Conny Zhao is a musician, independent researcher, and multimedia artist based in New York City. She graduated from the University of Tennessee with a bachelor’s degree in Music and Culture and New York University’s Gallatin School of Individualized Study with a master’s degree in music, theatre, and multimedia.

A vocalist and composer, Conny specializes in traditional Mongolian long-song (urtyn duu) while drawing inspiration and techniques from a wide variety of genres. While she performs traditional music, Conny also hopes to incorporate long-song as an extended vocal technique in new, experimental works of music and theatre. During her time at NYU she studied composition with Dr. Jerica Oblak and Joan LaBarbara. Conny’s most recent musical projects include building upon the artistic portion of her master’s thesis immersive multimedia musical about the queens of Chinggis Khaan’s empire and writing an EP inspired by ecosystems of the world.

As an interdisciplinary multimedia artist, Conny often focuses on underrepresented groups, how they interact with and exist within their surroundings, and their cultural and historical relationships to place. She created The Urtyn Duu Project, an interactive archive that aims to give Mongolian long-song singers a platform to showcase their traditions through videos, audio, photographs, and interview transcriptions. Her photo series titled A Place to Land was displayed in a solo exhibition at the Emporium in Knoxville, Tennessee.
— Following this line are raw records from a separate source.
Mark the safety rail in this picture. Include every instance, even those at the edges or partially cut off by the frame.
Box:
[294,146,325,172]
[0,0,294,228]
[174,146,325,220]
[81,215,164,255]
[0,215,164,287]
Conny’s work as a researcher examines the music of multiple ethnic groups of China and Mongolia, though her specialty lies in her musical interest of long-song performance practices. Her research areas include vocal technique and vocality, art practice as research, identity and performance, and cultural rights.

She has presented her research at conferences including the Society for Ethnomusicology Annual Meeting, and has given talks as an invited speaker at the Sharq Taronolari International World Music Festival in Samarkand, Uzbekistan and the Mongolia Society in Bloomington, Indiana.
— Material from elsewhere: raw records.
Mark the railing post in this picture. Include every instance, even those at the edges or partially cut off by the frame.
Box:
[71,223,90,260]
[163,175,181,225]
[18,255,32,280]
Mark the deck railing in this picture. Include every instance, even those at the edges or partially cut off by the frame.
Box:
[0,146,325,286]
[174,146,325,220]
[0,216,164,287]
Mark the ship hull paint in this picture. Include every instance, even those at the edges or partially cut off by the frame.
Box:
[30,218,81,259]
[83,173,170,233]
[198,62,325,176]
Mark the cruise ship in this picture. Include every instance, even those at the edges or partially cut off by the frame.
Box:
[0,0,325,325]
Conny’s artistic and academic work has been funded by Fulbright, the American Center of Mongolian Studies, New York University, the University of Tennessee, Knoxville Arts and Culture Alliance, and the W.K. McClure Scholarship.

In her spare time, Conny enjoys playing with her cockatiel, admiring her painted turtle, cooking and developing recipes, collecting vintage clothing and home decor, traveling, watching a good magical girl anime, and obsessively making lists.